3. **Verify (this is the load-bearing step).** Run the verification from Step 0. Crucially, do the check with **fresh eyes — separate the maker from the checker**: spin up a subagent (Task tool) whose only job is to run the thing and report pass/fail with evidence, or at minimum re-derive the expected result independently before running. Don't let the agent that wrote the code also be the one that waves it through.
   - **Green:** the change does what it should, observed, not assumed.
   - **Red:** capture the actual error/output as data for the next attempt.
4. **On green:** commit (`one task = one commit`, descriptive message), mark the task `done` in `PROGRESS.md` with what was verified + the commit hash.
5. **On red:** note the failure in `PROGRESS.md`, leave the task `doing`, and loop again with the error in hand. Do **not** commit broken work. If the *same* check fails ~3 times in a row, mark it `blocked` and stop (see guardrails) — repeating the same failure is the loop telling you the spec or approach is wrong.

---

## Step 3 — Guardrails (the part that stops it running away)

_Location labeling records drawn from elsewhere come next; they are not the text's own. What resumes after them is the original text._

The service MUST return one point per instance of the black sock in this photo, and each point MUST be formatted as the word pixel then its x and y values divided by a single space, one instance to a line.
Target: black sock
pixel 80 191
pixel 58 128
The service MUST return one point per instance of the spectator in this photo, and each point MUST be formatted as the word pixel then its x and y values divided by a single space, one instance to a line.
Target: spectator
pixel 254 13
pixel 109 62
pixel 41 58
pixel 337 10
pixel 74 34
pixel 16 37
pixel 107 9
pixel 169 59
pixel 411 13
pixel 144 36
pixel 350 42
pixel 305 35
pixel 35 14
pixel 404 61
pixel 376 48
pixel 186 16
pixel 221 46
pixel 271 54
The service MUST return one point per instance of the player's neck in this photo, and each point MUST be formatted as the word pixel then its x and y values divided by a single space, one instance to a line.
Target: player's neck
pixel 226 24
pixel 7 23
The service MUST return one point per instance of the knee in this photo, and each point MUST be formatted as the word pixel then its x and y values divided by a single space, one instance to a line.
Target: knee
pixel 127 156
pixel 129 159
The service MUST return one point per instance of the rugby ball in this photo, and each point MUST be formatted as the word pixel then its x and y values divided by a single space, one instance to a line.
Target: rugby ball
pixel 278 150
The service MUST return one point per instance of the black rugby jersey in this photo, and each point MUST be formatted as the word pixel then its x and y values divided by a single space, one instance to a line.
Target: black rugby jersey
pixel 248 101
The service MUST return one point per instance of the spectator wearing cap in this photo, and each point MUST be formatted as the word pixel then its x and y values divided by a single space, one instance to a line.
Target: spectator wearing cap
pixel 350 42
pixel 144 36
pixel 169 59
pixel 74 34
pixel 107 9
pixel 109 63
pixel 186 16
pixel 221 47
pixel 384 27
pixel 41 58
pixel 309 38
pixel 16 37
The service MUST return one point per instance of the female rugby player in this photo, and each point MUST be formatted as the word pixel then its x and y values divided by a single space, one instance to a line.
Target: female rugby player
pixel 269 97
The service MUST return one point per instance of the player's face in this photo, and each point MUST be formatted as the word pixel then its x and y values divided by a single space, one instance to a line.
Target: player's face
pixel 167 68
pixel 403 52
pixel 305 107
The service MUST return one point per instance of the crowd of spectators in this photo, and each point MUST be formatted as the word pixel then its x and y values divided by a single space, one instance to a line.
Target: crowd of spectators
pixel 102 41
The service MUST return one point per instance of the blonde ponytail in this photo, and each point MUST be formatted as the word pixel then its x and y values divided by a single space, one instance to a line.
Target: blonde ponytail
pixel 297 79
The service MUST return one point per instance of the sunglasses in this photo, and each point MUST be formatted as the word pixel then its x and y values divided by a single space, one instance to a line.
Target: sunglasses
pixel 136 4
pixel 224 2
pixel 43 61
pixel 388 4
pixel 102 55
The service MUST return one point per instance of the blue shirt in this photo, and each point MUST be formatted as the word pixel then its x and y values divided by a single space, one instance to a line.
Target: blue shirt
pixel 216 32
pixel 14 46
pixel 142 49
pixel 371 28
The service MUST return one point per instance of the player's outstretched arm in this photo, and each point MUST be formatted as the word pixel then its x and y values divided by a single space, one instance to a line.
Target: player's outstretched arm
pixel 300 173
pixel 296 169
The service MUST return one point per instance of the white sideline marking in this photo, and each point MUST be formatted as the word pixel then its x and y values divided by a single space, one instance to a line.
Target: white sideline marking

Before the first iteration, set hard limits and honour them:

- **Max iterations** — a ceiling (e.g. 10–20). When hit, stop and report, even if unfinished.
- **No-progress detector** — same error N times (~3), or two iterations with no task moved to `done`, means stop. The agent is stuck; a human needs to look.
- **Budget sense** — if you're aware of a token/cost budget, treat it as a ceiling and stop with room to spare. Never assume infinite calls.
- **Never commit red.** Green commits only. The git history must stay a list of known-good states.
- **Stay in scope.** Only touch what the current task needs. No drive-by refactors — they make verification ambiguous.

---

## Step 4 — Supervised by default: check in

Unless the user has explicitly said "run unattended," **pause after each task** (or a small batch of closely related ones) and report:

```
✅ Task: <what got done>   ·   Verified: <how — "ran signup flow, user reached dashboard">   ·   commit <hash>
Next up: <next task>   ·   <n>/<max> iterations used
Continue? (or tell me to adjust)
```

This keeps a less-experienced user — or a high-stakes change — from discovering twenty unattended iterations went the wrong way. It's the safe on-ramp.

---

## Step 5 — Final report

When a stop condition fires (done, max iterations, or blocked), summarise:

```
# Verify Loop — <goal>

Status: ✅ Done  |  ⏹ Stopped at limit  |  🚧 Blocked
Iterations: <n>/<max>

## Done & verified
- <task> — verified by <check> — commit <hash>
- ...

## Not done
- <task> — <why: blocked / out of iterations / needs a decision>

## What I'd do next
<one or two concrete next steps, or what's needed to unblock>
```

Lead with what's *verified working*, not just what was attempted. If something's blocked, be specific about why and what would unblock it.

---

## Turning it loose (full auto)

Once you trust the goal and the verification is solid, you can run it unattended: tell the skill "run unattended, max 20 iterations" and it'll skip the per-task check-ins and only stop on a guardrail or completion. Two rules before you do:

- **Only go auto when the verification is strong** (Step 0 tier 1 or 2). Auto-looping on a weak type-check-only gate is how you get twenty confident, wrong commits.
- **Keep the guardrails tight** — a real max-iterations and the no-progress detector are what stand between "ships while you sleep" and "burns the budget while you sleep."

The loop is the easy part. The verification — and the brakes — are the whole job.